Sobre a sua prisão, conta que reuniram-se então os quatro governadores encarregados de indicar o novo presidente, que eram Carlos Lacerda (RJ), Ademar de Barros (SP), Mauro Borges e Ildo Meneguetti (RS). Ao voltar dessa viagem pelos estados brasileiros, Mauro Borges ligou para o então secretário de Segurança Pública, Rivadávia Xavier Nunes e perguntou: ‘Nós temos comunistas fichados no DOPS?’ ao que Rivadávia respondeu: ‘não governador!’ Mauro completou: ‘precisamos ter.’ Rivadávia então se deslocou ao 10º Batalhão de Caçadores, que hoje é o 42º BIM (Batalhão de Infantaria Motorizada de Goiânia) e pediu uma audiência com o comandante e a permissão para copiar fichas de comunistas que tinham arquivadas naquele batalhão.

“A minha ficha veio de lá, pois o exército já estava de olho em mim porque eu era militante estudantil. Em abril de 1964 eu era jornalista do Diário Oficial, na condição de revisor. Éramos mais de trinta jovens presos em uma sala de aula. Posteriormente, alguns foram levados para Brasília e outros lugares, outros foram torturados, mas eu fui solto”, relata.

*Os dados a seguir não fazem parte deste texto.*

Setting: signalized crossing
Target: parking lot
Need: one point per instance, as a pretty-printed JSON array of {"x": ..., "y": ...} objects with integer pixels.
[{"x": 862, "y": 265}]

Além de mim, Mauro Borges mandou prender muita gente, o que foi uma surpresa, porque as esquerdas goianas esperavam que ele fosse contra o Golpe. Para surpresa de todos, Mauro apoiou o golpe, tendo sido um dos líderes em prol da ditadura.”

EXPRESSÃO

Valterli diz que hoje há liberdade na imprensa, embora ela muitas vezes esteja limitada ao poder econômico, que é quem financia a informação. “A imprensa brasileira não é uma imprensa modelo, pois está na dependência da liberdade que faz parte da constituição dos três poderes da República. Eles apresentam suas falhas e limitações, e isso reflete na imprensa, pois a liberdade da mesma está adstrita à atuação daqueles”, avalia.

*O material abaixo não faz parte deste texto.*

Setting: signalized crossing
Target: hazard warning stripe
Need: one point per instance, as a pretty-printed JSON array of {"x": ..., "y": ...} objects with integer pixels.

“Falar que havia liberdade de imprensa na ditadura é um equívoco completo. Hoje há liberdade de imprensa, de opinião”, completa Valterli.

LEI DE IMPRENSA

Na ditadura foi elaborada uma legislação de caráter penal em cima dos jornalistas. Ele mesmo é testemunha de que colegas eram julgados em juri popular por crime de opinião, e cita como exemplo o jornalista Batista Custódio, que também presidiu a AGI. Esta legislação foi revogada. “Não existe mais, o que podemos entender que foi um exagero. A Lei de imprensa foi revogada pelo Supremo. Hoje está em aberto e a punição está adstrita ao Código Civil que trata da reparação por danos morais e ao Código Penal, nos casos de calúnia, difamação e injúria”, conclui.

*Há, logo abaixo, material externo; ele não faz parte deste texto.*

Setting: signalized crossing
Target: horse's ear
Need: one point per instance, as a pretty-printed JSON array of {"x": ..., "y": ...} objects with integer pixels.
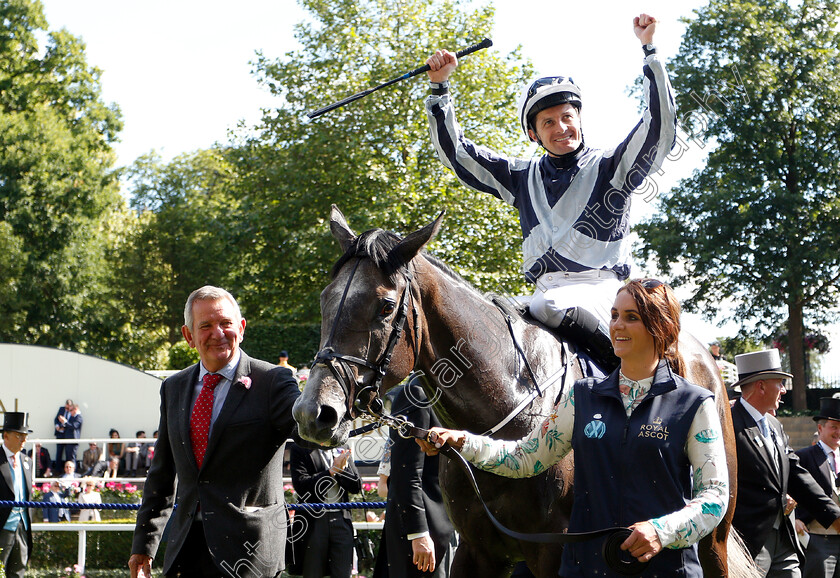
[
  {"x": 340, "y": 229},
  {"x": 411, "y": 245}
]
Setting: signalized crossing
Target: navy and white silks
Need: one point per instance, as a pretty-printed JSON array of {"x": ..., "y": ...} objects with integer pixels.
[{"x": 574, "y": 218}]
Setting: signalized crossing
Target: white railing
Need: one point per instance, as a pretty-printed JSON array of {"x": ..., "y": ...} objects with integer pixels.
[{"x": 84, "y": 527}]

Na opinião de Valterli Guedes, a ausência total de regras permite que, na falta de uma legislação específica, o autor do fato criminoso venha a se tornar uma vítima em potencial, já que o atacado poderá se sentir no direito de fazer justiça com as próprias mãos. “O jornalista há que ter uma primeira chance de agir dentro da lei. Como não há lei específica, a punição fica em aberto, e pode se tornar perigoso”, ao exercício da profissão, observa.

“A AGI está atenta para que a liberdade de imprensa e de opinião prevaleçam, para que sejam punidos aqueles que perseguem jornalistas”, finaliza.